Quite suddenly, I saw…Christ in them all. But I saw more than that; not only was Christ in every one of them, living in them, dying in them, rejoicing in them, sorrowing in them – but because he was in them, and because they were here, the whole world was here in this underground train, not only the world as it was at that moment, not only at the people in the countries of the world, but all those yet to come. I came out into the street and walked for a long time in the crowds. It was the same here, on every side, in every passerby – Christ.

In The Reed of God, Houselander applies the same insight to parenting children. “Christ is in our own family,” she writes, “it is He whom we foster in our children.” When I love my child, even when I don’t feel like it or it seems to be a thankless task, I love not only my specific child (the one who just carved her name into the top of our dining room table), but I also love Christ in my child.

Houselander continues, “When you play a game with your little son … you play a game with the Christ Child.” I will always remember this statement when I play the tenth game of Uno in a row with my daughter.

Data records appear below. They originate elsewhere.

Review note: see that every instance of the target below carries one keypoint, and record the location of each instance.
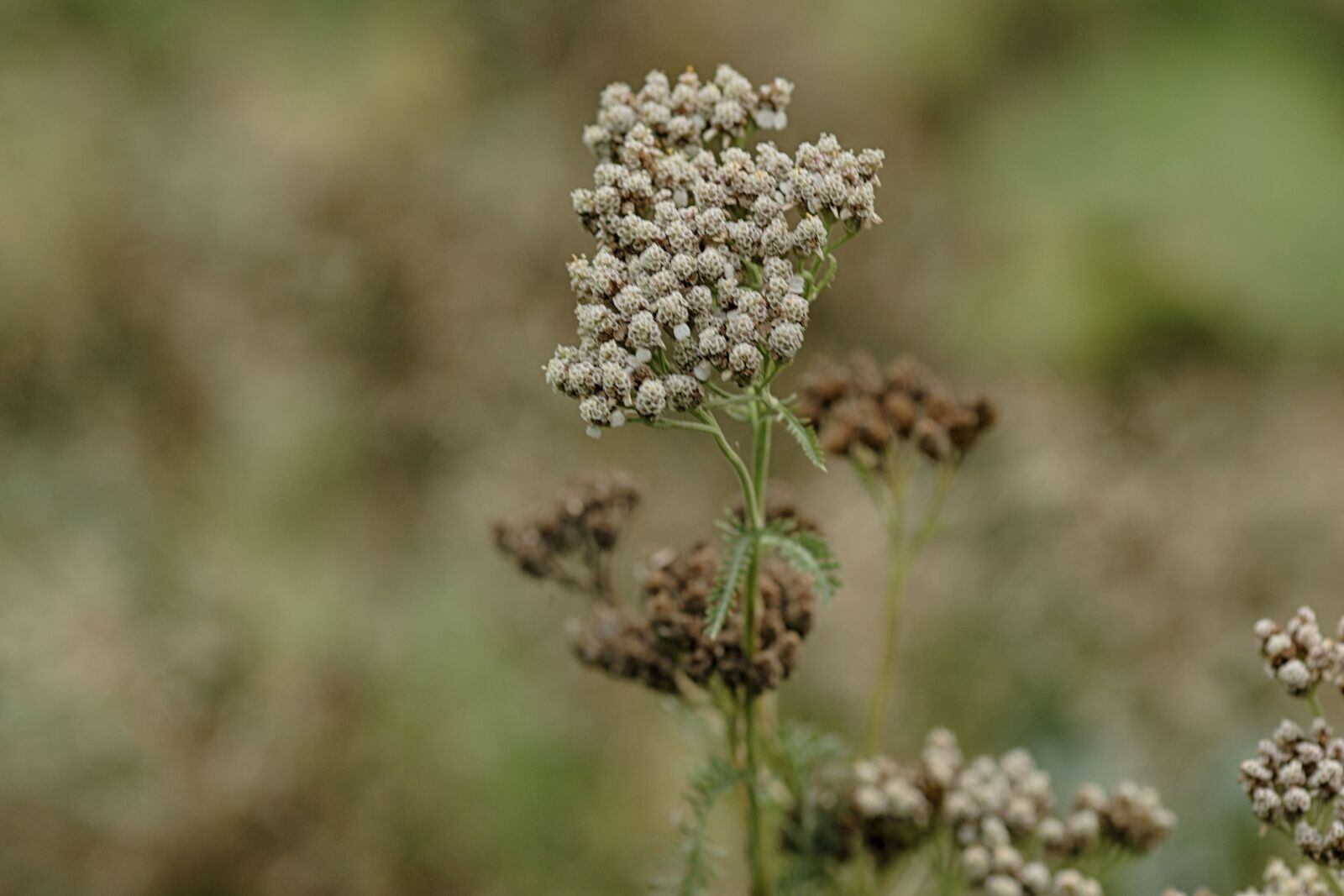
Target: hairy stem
(753, 483)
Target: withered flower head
(665, 642)
(864, 412)
(570, 542)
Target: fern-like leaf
(692, 868)
(810, 553)
(732, 573)
(803, 434)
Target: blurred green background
(276, 282)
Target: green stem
(761, 426)
(880, 696)
(902, 551)
(753, 497)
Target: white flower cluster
(996, 868)
(1299, 654)
(687, 114)
(1132, 817)
(1281, 880)
(995, 809)
(1296, 774)
(707, 253)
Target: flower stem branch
(904, 550)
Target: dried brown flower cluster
(864, 412)
(664, 644)
(1300, 656)
(998, 812)
(570, 542)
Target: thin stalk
(904, 550)
(761, 425)
(880, 696)
(753, 483)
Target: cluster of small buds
(665, 642)
(1010, 789)
(864, 412)
(1280, 880)
(995, 867)
(995, 809)
(569, 542)
(689, 114)
(1132, 817)
(1321, 846)
(1294, 774)
(706, 253)
(895, 815)
(1299, 654)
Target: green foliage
(806, 553)
(803, 750)
(692, 866)
(732, 573)
(801, 432)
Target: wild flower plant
(710, 254)
(893, 426)
(1296, 781)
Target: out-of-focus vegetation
(276, 280)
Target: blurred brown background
(276, 284)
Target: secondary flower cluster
(1300, 656)
(1281, 880)
(998, 812)
(664, 642)
(570, 540)
(1294, 773)
(707, 253)
(864, 412)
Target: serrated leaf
(692, 868)
(803, 434)
(810, 553)
(730, 579)
(804, 750)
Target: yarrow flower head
(996, 810)
(663, 641)
(1294, 777)
(1300, 656)
(864, 412)
(1281, 880)
(664, 644)
(570, 540)
(707, 254)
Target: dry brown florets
(864, 412)
(570, 542)
(1300, 656)
(706, 251)
(664, 644)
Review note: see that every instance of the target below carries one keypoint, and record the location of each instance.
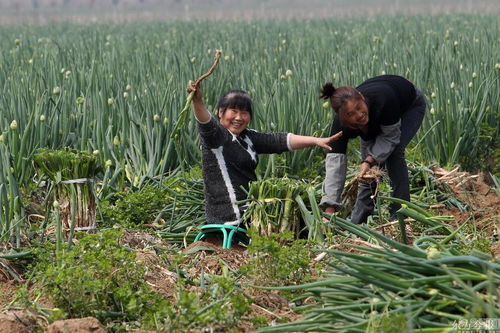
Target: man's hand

It may be boring, but it’s the Lord’s work (and actually, with the right attitude, it isn’t even all that boring).

Seeing Christ in the boredom and the mess

I’m learning to look for Christ not only in the best moments or the ideal dream of my children. I’m looking for him the way Houselander looked at people on the subway. Each child a child of God, exactly as they are, for better or worse. I look for Christ in the messy kitchen, during the long, drawn-out bedtime process, while waiting for my son to finally locate and put on shoes even though we’re already fifteen minutes late.

When one of my children makes me angry, annoyed, or impatient, I still experience those negative feelings deeply. They still affect my behavior most of the time. I’m far from perfect. But sometimes, every once in a while, I manage to take a deep breath and recognize in my child that irreplaceable spark, that burning fire within each human soul kindled in the image of the Living God.

At that moment, I recall how eccentric Houselander was, how she appreciated all sorts of different people, and I can’t help but be grateful for the precious little souls God has granted me the privilege to share a life with under my roof. It’s an invitation to Christ himself to stay with us.